Per-recipient sent/failed rows are deliberately left on the existing activitypub.delivery.sent{success} and activitypub.delivery.permanent_failure counters; the new outbox counter does not duplicate them.

Design choices

  • Did not add activitypub.fanout.tasks or activitypub.outbox.retry from the issue body. Both overlap with existing fedify.queue.task.completed{role=fanout} and fedify.queue.task.enqueued{role=outbox, attempt>0}. The manual page now tells operators to read those existing measurements instead.
  • Split inbox and outbox into separate counters because their result sets differ. Outbox leaves sent and failed on the delivery counters; inbox can record rejected during routing.
  • Kept activitypub.activity.type as the full IRI (https://www.w3.org/ns/activitystreams#Create) to match existing Fedify metric and span attributes.
  • Native-retry backends do not record retried or abandoned.
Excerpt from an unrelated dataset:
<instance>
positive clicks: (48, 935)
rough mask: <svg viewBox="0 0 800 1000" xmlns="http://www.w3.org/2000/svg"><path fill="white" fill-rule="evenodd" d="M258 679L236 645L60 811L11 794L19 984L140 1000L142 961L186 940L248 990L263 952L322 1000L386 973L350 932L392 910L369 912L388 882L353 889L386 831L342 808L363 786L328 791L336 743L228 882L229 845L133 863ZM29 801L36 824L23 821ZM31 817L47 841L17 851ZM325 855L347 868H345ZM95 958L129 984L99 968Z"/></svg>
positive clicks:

When queue.nativeRetrial is true Fedify returns before the retry-scheduling path, so the events never reach the recording site. The manual notes this, and the issue's native-retry-count open question stays future work.

Documentation

docs/manual/opentelemetry.md documents the three metrics, their attributes, and how the activity-level counters relate to activitypub.delivery.* and fedify.queue.task.*. It also adds activitypub.processing.result to the ActivityPub semantic-attributes table. CHANGES.md adds the unreleased 2.3.0 entry.

Test plan

  • mise run check
  • mise run test:deno (31,516 passed, 0 failed)
  • mise run test:node
  • mise run docs:build
  • Codex code review loop, per commit and on the final branch

Regression coverage exercises fanout recipient counts, outbox retry and abandonment, inbox queue-worker results, and routing-time rejected/queued/processed results.

dahlia added 7 commits May 18, 2026 08:13
Add the instrument, type, and helper plumbing for three new metrics
introduced to close the gap between per-delivery counters (added in
fedify-dev#619) and per-queue-task
counters (added in
fedify-dev#759).  Operators want a
view of activity-level pressure that does not depend on the queue
mechanism: how many recipients a fanout produced and how many
activities flowed through the inbox or outbox lifecycle.

This commit only registers the instruments; the call sites that
actually record measurements arrive in subsequent commits.

Three new instruments:

  -  activitypub.fanout.recipients (Histogram, {recipient}) records
     the recipient count for a single fanout.
  -  activitypub.inbox.activity (Counter, {activity}) classifies an
     inbound activity as queued, processed, retried, rejected, or
     abandoned via the new activitypub.processing.result attribute.
  -  activitypub.outbox.activity (Counter, {activity}) classifies an
     outbound activity as queued, retried, or abandoned via the
     same attribute.  Per-recipient sent/failed views are left on
     activitypub.delivery.* and not duplicated here.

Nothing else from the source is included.